El riesgo de predecir las victorias


No me atrevo hacer predicciones. Mucho menos ser triunfalista. Peor aún, me aparto de desacreditar a cada una de las campañas en cuanto a sus discursos, cada cual, en su sintonía, apunta a lo que quiere. La de Nicolás Maduro, a vivir una utopía que minó al país de división, crisis económica, inseguridad. La de Henrique Capriles, por su lado, que promete acabar con los vicios, enderezar el país, activar la economía, enterrar las divisiones. Es  por eso, quizá, que le cueste ganar. Por sus buenos deseos.
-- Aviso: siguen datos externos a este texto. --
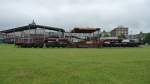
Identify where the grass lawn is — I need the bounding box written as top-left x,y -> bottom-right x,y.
0,44 -> 150,84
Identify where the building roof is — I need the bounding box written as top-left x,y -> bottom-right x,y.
71,28 -> 100,33
0,24 -> 65,33
111,26 -> 128,32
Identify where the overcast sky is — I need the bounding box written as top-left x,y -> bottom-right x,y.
0,0 -> 150,34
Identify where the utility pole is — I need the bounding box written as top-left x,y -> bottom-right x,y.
97,28 -> 101,48
13,28 -> 16,44
28,25 -> 31,43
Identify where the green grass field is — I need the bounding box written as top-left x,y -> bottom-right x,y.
0,45 -> 150,84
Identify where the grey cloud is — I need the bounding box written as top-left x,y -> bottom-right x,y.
0,0 -> 150,33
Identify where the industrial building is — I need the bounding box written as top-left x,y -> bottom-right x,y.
111,26 -> 128,37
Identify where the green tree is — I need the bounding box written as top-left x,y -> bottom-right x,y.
144,33 -> 150,44
118,34 -> 126,39
104,34 -> 110,37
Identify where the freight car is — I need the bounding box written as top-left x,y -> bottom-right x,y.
102,39 -> 140,47
15,37 -> 70,48
73,40 -> 103,48
45,38 -> 70,48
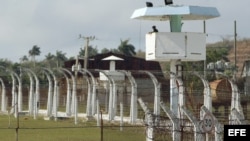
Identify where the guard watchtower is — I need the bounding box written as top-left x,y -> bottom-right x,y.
131,1 -> 220,116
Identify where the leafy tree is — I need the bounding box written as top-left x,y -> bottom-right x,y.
118,39 -> 136,56
0,58 -> 13,68
110,48 -> 120,54
68,56 -> 76,60
206,47 -> 229,63
19,55 -> 34,68
0,61 -> 11,86
79,45 -> 98,57
136,49 -> 145,58
100,48 -> 110,54
100,48 -> 120,54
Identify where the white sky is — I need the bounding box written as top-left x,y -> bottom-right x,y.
0,0 -> 249,62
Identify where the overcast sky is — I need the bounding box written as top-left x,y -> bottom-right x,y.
0,0 -> 249,62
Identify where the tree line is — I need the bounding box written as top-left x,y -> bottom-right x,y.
0,38 -> 235,75
0,39 -> 142,69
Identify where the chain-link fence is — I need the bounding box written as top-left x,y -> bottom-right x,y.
0,70 -> 250,141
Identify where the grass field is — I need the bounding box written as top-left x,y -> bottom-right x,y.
0,114 -> 146,141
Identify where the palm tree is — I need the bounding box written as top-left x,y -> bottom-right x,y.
44,53 -> 55,68
28,45 -> 41,62
45,53 -> 55,60
118,39 -> 136,56
55,50 -> 67,67
28,45 -> 41,67
19,55 -> 29,63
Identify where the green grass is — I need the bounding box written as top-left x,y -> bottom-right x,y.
0,114 -> 145,141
La exacerbación del fanatismo a través de todos sus medios, la gran arma de la revolución bolivariana, ayudó a endiosar a Hugo Chávez. Es una verdad de Perogrullo, pero hay que reflejarla. Esa misma maquinaria está activada a la enésima potencia junto a otros medios que buscan crear el país de las utopías por las que se alimenta el chavismo. Venezuela está mal, y nadie lo puede negar, nadie. Ni el más adinerado o rico que ahora es víctima de secuestros hasta el más pobre que sigue siendo más pobre. Y el que escaló a una mejor vida social está sintiendo los recuerdos de los malos tiempos.

Se pone a prueba entonces dos modelos, de nuevo, este domingo. Y ahora sí, definitivamente, el país se juega su historia y su porvenir. El 7 de octubre la gente votaba con la duda de si Chávez podía sobrevivir, con la duda de si realmente estaba sanado. No fue así, y ahora se verá si realmente su modelo existe o si los venezolanos están hastiados de ineficientes medidas.
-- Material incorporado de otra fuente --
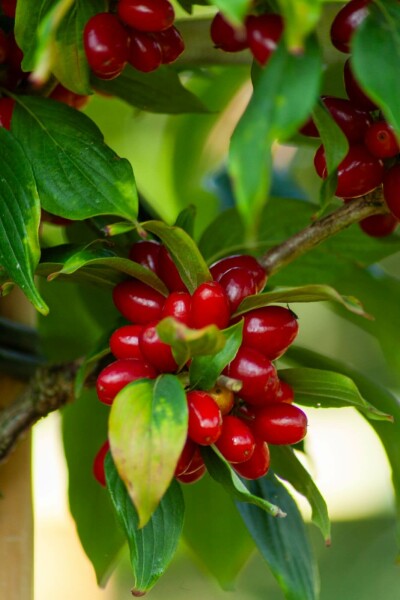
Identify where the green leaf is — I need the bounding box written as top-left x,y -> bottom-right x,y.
74,324 -> 115,398
109,375 -> 188,527
62,389 -> 125,586
278,367 -> 393,421
352,1 -> 400,136
202,446 -> 285,517
0,128 -> 48,314
269,445 -> 330,543
174,205 -> 196,238
11,96 -> 138,222
157,317 -> 226,370
142,220 -> 211,293
229,36 -> 321,238
233,284 -> 368,319
15,0 -> 59,71
105,455 -> 184,595
189,320 -> 243,390
277,0 -> 322,51
92,66 -> 209,114
237,472 -> 319,600
208,0 -> 252,23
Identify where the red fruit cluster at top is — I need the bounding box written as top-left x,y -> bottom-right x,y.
83,1 -> 184,80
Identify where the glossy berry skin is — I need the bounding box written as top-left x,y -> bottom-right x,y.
129,239 -> 161,273
118,0 -> 175,32
215,416 -> 255,463
96,358 -> 157,404
314,144 -> 384,199
152,26 -> 185,64
242,306 -> 299,361
186,390 -> 222,445
219,267 -> 257,313
113,279 -> 165,324
359,214 -> 398,238
0,97 -> 15,129
364,121 -> 400,159
83,13 -> 130,79
301,96 -> 371,143
343,59 -> 377,111
233,439 -> 270,480
210,254 -> 267,292
276,380 -> 294,404
109,324 -> 144,360
191,281 -> 231,330
174,437 -> 197,476
210,12 -> 248,53
252,403 -> 307,445
224,347 -> 279,406
139,322 -> 178,372
330,0 -> 371,53
246,13 -> 284,66
182,446 -> 204,475
208,384 -> 234,415
50,84 -> 89,110
161,291 -> 192,325
93,440 -> 110,487
158,245 -> 187,292
176,463 -> 206,484
128,31 -> 162,72
383,164 -> 400,221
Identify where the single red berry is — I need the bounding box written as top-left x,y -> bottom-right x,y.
314,144 -> 384,199
139,321 -> 178,372
301,96 -> 371,143
343,59 -> 377,111
186,390 -> 222,445
210,254 -> 267,292
176,463 -> 206,484
383,164 -> 400,221
40,210 -> 73,227
1,0 -> 16,17
218,267 -> 257,313
245,13 -> 284,66
242,306 -> 299,361
233,439 -> 270,480
183,446 -> 204,475
174,437 -> 197,476
207,384 -> 234,416
83,13 -> 130,79
129,239 -> 161,273
364,121 -> 400,159
0,30 -> 10,64
96,358 -> 157,404
215,415 -> 255,463
210,12 -> 248,53
118,0 -> 174,32
93,440 -> 110,487
275,380 -> 294,404
224,347 -> 279,406
151,26 -> 185,64
109,324 -> 145,360
359,213 -> 398,237
251,403 -> 308,445
50,84 -> 89,110
0,97 -> 14,129
113,279 -> 165,324
330,0 -> 371,53
157,245 -> 187,292
191,281 -> 231,329
161,291 -> 192,325
128,30 -> 163,72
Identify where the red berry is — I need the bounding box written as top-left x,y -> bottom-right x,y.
224,347 -> 279,406
93,440 -> 110,487
301,96 -> 371,143
314,144 -> 384,199
219,267 -> 257,313
49,84 -> 89,110
174,437 -> 197,476
186,390 -> 222,445
161,291 -> 192,325
210,12 -> 248,53
158,245 -> 187,292
110,324 -> 145,360
183,446 -> 205,475
364,121 -> 400,159
191,281 -> 231,329
0,30 -> 10,64
242,306 -> 299,361
210,254 -> 267,292
359,213 -> 398,237
118,0 -> 174,32
207,384 -> 234,416
40,210 -> 73,227
176,463 -> 206,484
246,13 -> 284,66
276,380 -> 294,404
233,439 -> 270,480
330,0 -> 371,53
129,239 -> 161,273
215,415 -> 255,463
343,59 -> 377,111
383,164 -> 400,221
96,358 -> 157,404
1,0 -> 16,18
83,13 -> 130,79
151,26 -> 185,64
113,279 -> 165,324
251,403 -> 307,445
0,97 -> 14,129
128,30 -> 163,72
139,321 -> 178,372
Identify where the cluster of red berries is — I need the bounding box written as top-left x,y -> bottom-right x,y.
93,240 -> 307,487
210,10 -> 283,67
303,0 -> 400,238
83,0 -> 184,79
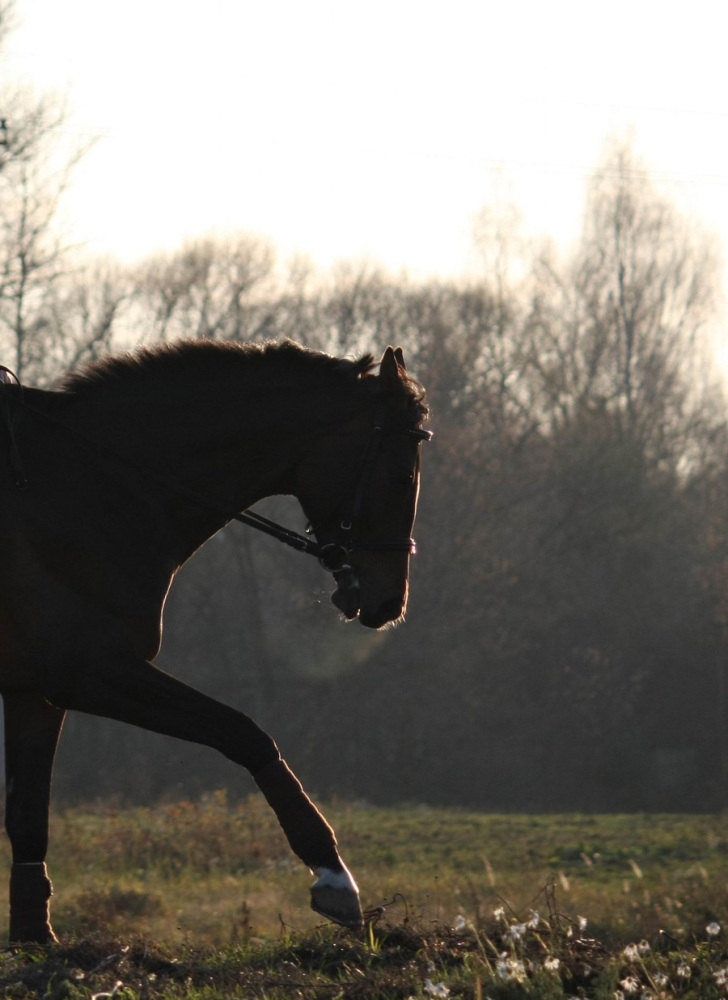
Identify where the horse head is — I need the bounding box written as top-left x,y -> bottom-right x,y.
299,346 -> 430,630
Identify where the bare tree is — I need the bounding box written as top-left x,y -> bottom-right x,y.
0,7 -> 97,384
526,138 -> 723,463
39,257 -> 132,374
133,235 -> 275,343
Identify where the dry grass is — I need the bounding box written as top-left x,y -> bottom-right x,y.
1,796 -> 728,997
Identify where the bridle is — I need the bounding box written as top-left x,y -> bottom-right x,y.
233,422 -> 432,575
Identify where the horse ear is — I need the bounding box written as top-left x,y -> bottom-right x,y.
393,347 -> 406,370
379,346 -> 402,386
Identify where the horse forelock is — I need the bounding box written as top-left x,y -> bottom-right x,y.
362,361 -> 429,424
401,373 -> 429,421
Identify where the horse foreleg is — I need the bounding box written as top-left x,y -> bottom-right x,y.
253,756 -> 362,926
3,692 -> 66,944
46,656 -> 362,928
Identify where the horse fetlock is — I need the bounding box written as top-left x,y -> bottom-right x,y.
310,863 -> 363,929
9,862 -> 58,944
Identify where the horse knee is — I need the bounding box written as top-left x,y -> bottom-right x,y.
226,721 -> 280,774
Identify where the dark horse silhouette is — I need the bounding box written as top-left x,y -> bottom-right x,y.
0,340 -> 429,943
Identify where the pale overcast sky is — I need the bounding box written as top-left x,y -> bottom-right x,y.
5,0 -> 728,281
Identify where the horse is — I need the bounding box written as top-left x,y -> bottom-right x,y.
0,340 -> 430,943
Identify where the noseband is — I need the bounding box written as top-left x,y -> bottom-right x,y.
233,422 -> 432,573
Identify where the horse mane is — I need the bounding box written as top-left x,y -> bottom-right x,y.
61,340 -> 378,397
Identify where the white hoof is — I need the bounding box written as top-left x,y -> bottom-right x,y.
310,864 -> 363,928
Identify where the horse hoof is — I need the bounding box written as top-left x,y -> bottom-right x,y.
9,924 -> 58,945
310,865 -> 363,929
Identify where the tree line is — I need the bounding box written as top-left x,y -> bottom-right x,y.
3,5 -> 728,810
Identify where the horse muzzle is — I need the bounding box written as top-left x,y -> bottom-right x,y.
331,574 -> 406,630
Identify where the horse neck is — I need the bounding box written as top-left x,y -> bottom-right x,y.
59,368 -> 359,530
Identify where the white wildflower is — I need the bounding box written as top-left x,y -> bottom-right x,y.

De confirmarse esa victoria chavista, no queda más que garantizar dos cosas: que un grueso del país se convenció de que el Socialismo es la única alternativa para gobernar y que la ignorancia es una enfermedad incurable.

Muchos han hecho de las suyas con la anarquía; se han enriquecido con la corrupción; gobiernan en sus calles, barrios, edificios, con la garantía de que nada les pasara, mientras otros, trabajan humildemente, se benefician de la ayuda social cuando esos “otros” lo único que hacen es aprovecharse y su secreto radica en el miedo, en el poder de influencia sobre los más vulnerables. Ellos, los que tienen el poder en todas las formas posible, son los que más anhelan que nada cambie para seguir controlando porque  ya están enfermos de prepotencia.
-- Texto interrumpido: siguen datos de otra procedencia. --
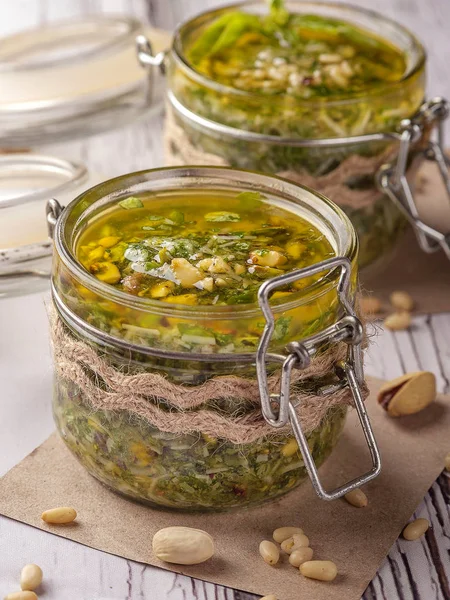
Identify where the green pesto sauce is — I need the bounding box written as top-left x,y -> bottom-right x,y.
76,189 -> 334,307
187,2 -> 407,99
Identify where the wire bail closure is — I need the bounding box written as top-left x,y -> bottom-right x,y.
378,97 -> 450,259
256,257 -> 381,500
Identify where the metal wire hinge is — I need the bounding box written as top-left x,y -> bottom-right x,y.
46,198 -> 64,239
377,97 -> 450,259
256,257 -> 381,501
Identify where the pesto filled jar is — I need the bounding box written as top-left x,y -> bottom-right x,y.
137,0 -> 449,270
49,167 -> 379,511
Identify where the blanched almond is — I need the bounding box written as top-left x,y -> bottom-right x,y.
152,526 -> 214,565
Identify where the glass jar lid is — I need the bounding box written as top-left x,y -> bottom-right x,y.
0,17 -> 168,146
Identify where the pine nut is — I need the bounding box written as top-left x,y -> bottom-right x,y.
300,560 -> 338,582
272,526 -> 303,543
281,537 -> 296,554
41,506 -> 77,524
292,533 -> 310,548
403,518 -> 429,540
5,593 -> 38,600
344,488 -> 368,508
20,564 -> 43,591
259,540 -> 280,565
445,452 -> 450,472
359,296 -> 382,315
289,547 -> 314,567
260,596 -> 277,600
384,311 -> 411,331
390,291 -> 414,312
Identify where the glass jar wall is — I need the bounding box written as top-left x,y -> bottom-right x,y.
165,1 -> 427,271
51,166 -> 359,511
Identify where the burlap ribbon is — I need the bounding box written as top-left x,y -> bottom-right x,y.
51,310 -> 368,444
164,104 -> 398,210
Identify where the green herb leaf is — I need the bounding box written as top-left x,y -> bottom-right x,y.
209,13 -> 260,56
273,316 -> 292,341
119,197 -> 144,210
168,210 -> 185,225
188,13 -> 236,62
205,211 -> 241,222
268,0 -> 289,26
177,323 -> 213,337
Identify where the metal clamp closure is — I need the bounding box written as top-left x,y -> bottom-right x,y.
377,97 -> 450,259
256,257 -> 381,500
46,198 -> 64,239
136,35 -> 167,74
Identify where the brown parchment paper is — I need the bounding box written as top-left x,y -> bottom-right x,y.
360,158 -> 450,315
0,377 -> 449,600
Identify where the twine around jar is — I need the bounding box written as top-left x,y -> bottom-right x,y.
164,104 -> 399,210
51,308 -> 369,445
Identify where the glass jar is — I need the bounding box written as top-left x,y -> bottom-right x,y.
137,1 -> 450,270
49,166 -> 379,511
0,16 -> 167,146
0,153 -> 104,298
Hace un par de días, en la parada del autobús, una señora entabló conversación. Militaba al chavismo porque su franela así lo demostraba. Hablábamos de las plantas, del calor del día, pero necesitaba escucharle, haciéndome pasar por una chavista como ella, sobre qué opinaba de la inseguridad en Venezuela.

Para blindar mi amor al socialismo patrio describí un mar de logros y dádivas hacia Maduro y el “proceso” donde el comentario que espeté sobre el vandalismo hizo cambiar su rostro y fue la perla: “eso es por los colombianos, ellos tienen la culpa de la inseguridad”, fue su argumento.

Anonadado por aquel razonamiento inverosímil lo único que me salió fue otra pregunta menos creíble: “¿Usted cree que los colombianos?” Y ella convencida, como quien tiene la verdad y al mundo en las manos, lo reafirmaba: “¡Claro! Ellos son los que trajeron para joder todo esto aquí, están en todos lados, toditos son colombianos. En la televisión siempre lo dicen”.

Por más que hablé de los tribunales colapsados y las cosas caras, como quien busca justificar al ladrón, la señora me acabó demostrando con sus últimas palabras la razón por la que hemos caída en una sociedad deprimida, una sociedad miedosa en muchos aspectos: “lo que hay que hacer es andar sin nada y ya”.

Ese conformismo lastimero, como quien es la víctima el culpable de ser robado,  el indefenso, es la forma de justificar el miedo que muchos esconden, y solo un país bajo esas condiciones es capaz de ser doblegado, controlado. Es la mejor represión del socialismo del siglo XXI.